La Commission avait proposé de renouveler son feu vert après le rapport, lui-même très controversé, d’un régulateur européen estimant que le niveau de risque ne justifiait pas d’interdire l’herbicide. Elle prévoit quelques garde-fous et interdit l’usage de cette substance pour la dessiccation, c’est-à-dire l’épandage pour sécher une culture avant récolte. Mais pour de nombreux scientifiques, c’est loin d’être suffisant et le danger est bel et bien réel. Dès 2015, le Centre international de recherche sur le cancer de l’Organisation mondiale de la santé (CIRC) classe le glyphosate, substance active de plusieurs herbicides – dont le Roundup de Monsanto, très largement utilisé dans le monde – comme « cancérogène probable ». Six ans plus tard, en 2021, l’Institut national de la santé et de la recherche médicale passe de « faible » à « moyen » le lien de présomption entre un cancer du système immunitaire et l’exposition au glyphosate. En 2022, l’Institut national de recherche agronomique (INRAE) rappelle que le glyphosate perturbe les fonctions de reproduction animale et humaine.

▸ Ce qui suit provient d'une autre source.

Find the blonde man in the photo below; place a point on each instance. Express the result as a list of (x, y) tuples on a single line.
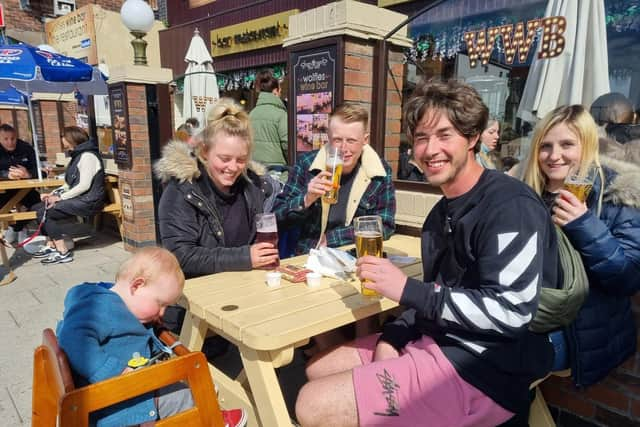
[(366, 186)]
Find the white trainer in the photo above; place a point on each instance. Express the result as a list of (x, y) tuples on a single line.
[(9, 235)]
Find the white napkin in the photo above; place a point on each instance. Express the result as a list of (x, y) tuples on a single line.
[(331, 262)]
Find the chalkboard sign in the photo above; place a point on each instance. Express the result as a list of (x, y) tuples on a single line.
[(120, 125), (314, 95)]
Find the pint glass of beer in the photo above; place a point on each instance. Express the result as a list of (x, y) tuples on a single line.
[(267, 231), (334, 167), (580, 182), (368, 231)]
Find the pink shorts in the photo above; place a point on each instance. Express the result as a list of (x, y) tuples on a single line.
[(420, 387)]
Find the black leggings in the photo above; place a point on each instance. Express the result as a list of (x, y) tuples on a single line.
[(52, 226), (29, 201)]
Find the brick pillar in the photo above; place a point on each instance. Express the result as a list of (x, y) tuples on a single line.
[(140, 229), (22, 125), (393, 121), (145, 99), (362, 28), (51, 129), (358, 71)]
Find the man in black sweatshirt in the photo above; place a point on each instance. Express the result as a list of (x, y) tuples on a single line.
[(461, 354), (17, 161)]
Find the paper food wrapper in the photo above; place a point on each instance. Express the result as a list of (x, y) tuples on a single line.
[(331, 262)]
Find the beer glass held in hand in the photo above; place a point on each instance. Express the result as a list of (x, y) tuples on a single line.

Des cancers du sang chez les rats
Ces dernières semaines, l’actualité ne joue pas non plus en faveur du glyphosate. C’est ce que rappelle Camille Etienne dans une vidéo publiée sur son compte Instagram le 14 novembre. En début de mois, le groupe allemand Bayer, qui a acquis Monsanto en 2018, perd un nouveau procès. Les jurés du tribunal californien de San Diego accordent 7 millions de dollars d’indemnités et 325 millions de dollars de dommages et intérêts punitifs à Michael Dennis, un géomètre de 57 ans, diagnostiqué d’un lymphome non hodgkinien après avoir utilisé l’herbicide à base de glyphosate pendant plus de 30 ans. Quelques jours avant, une étude toxicologique internationale montre que le glyphosate, même à faible dose, provoque une leucémie chez des rats. « Ces premiers résultats sont d’une telle importance pour la santé publique que nous avons décidé qu’il était essentiel de présenter dès maintenant une synthèse de nos données. Les données complètes seront accessibles au public dans les semaines à venir », a indiqué le Dr Daniele Mandrioli, coordinateur de l’étude et directeur de l’Institut Ramazzini. Plusieurs articles évalués par les pairs, comme le veut la méthode scientifique, devraient être publiés sur le sujet en 2024. En attendant, l’appel des chercheurs, associations et victimes du glyphosate n’aura pas fait le poids.
« Une trahison »
Le verdict se faisait sentir. Mercredi 15 novembre, le ministre français de l’Agriculture Marc Fesneau avait réaffirmé qu’une interdiction totale de l’herbicide n’était « pas possible » à l’heure actuelle faute d’alternative pour les agriculteurs. « Il faut reconnaître qu’il y a des usages pour lesquels nous sommes aujourd’hui en impasse. On continuera à défendre au niveau européen la volonté de réduire l’usage du glyphosate et en même temps de prendre acte des situations d’impasse dans lesquelles nous nous trouvons », avait-il déclaré devant le Sénat. Pour les ONG Foodwatch et Générations futures, « cette position est une trahison, sans surprise, de la promesse faite par le président de la République (Emmanuel Macron) en 2017 ». Elles estiment que le renouvellement de l’autorisation « va à nouveau à l’encontre du principe de précaution alors que les preuves de la dangerosité du glyphosate pour l’homme et pour l’environnement continuent de s’accumuler ». De son côté, Bayer s’est réjoui de l’annonce de la Commission. « Cette nouvelle autorisation nous permet de continuer à fournir aux agriculteurs de toute l’Union européenne une technologie importante pour la lutte intégrée contre les mauvaises herbes », a déclaré un porte-parole.